# 9,576 Phillips LEDs in the new New Years Eve NYC Times Square ball



## john2551 (Dec 27, 2007)

http://www.ny1.com/ny1/content/index.jsp?stid=8&aid=76947 you can also watch the video segment if you like.


----------



## john2551 (Dec 28, 2007)

Administrators, i just realized that this thread might belong in the "beyond flashlights" category. Please move it if you deem necessary.


----------



## jake25 (Dec 28, 2007)

9,576 R2 Cree XR-E's

1,000's of blind people?


----------



## LukeA (Dec 28, 2007)

jake25 said:


> 9,576 R2 Cree XR-E's
> 
> 1,000's of blind people?



Phillips LEDs. It's actually some iteration of the K2 family.


----------



## john2551 (Dec 28, 2007)

jake25 said:


> 9,576 R2 Cree XR-E's
> 
> 1,000's of blind people?


 
Much more than 1,000's because more than 1 million people show up in Times Square on New Years Eve.


----------



## rizky_p (Dec 28, 2007)

9,576 Luxeons???? how would one heat-sink all the LEDs???


----------



## 65535 (Dec 28, 2007)

I believe they made the swap last year, I imagine they have some serious forced air cooling on it.


----------



## EricB (Dec 29, 2007)

I got to see it right up close and even touch it when it was on display at Macy's a few weeks ago!


----------



## OceanView (Dec 31, 2007)

I saw the video of the new ball and it's certainly an improvement over the incandescent versions. You have the ability to use colors, and through computer controls, can do all sorts of neat visual effects. 

Actually, check out this case study document from Phillips. Interesting read. Each triangular facet on the ball is a mirrored compartment containing a red, green, and blue-colored K2 (I'm assuming one of the new K2 emitters and not the older one?) plus a white. The very end of the document mentions Rebels along with the K2's, so I'm thinking that a Rebel emitter is responsible for the white. Then each cell is covered with a double-cut (i.e. faceted on the inside and outside surfaces) Waterford crystal lens. Makes for a very sparkly visual effect. Very nice.

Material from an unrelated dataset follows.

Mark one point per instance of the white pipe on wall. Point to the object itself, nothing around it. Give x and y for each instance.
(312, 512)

I think it's cool that this Times Square ball is the first one to actually go on display for people to see up close and see it shimmer and change colors.


----------



## Silverliner25s (Jan 1, 2008)

Also the new Philips Halogena Energy Saver lamps are used to spell out "2008" if I recall correctly. I have tried out the new lamps and they are pretty decent.


----------



## EricB (Jan 1, 2008)

If LED bulbs have gotten bright enough to light the Brooklyn Bridge soon, you would think they would have converted this year sign to LED too!


----------



## PhotonWrangler (Jan 1, 2008)

Neat article. Thanks for the link, OceanView!


----------



## Silverliner25s (Jan 2, 2008)

The "2008" was lit by those new halogen lamps because Philips wants to heavily promote them to the buying public. 100w of light for only 70w is a pretty big reduction for a traditional tungsten light source, they even run cooler too. All from my initial experience trying them out, they're good stuff.


----------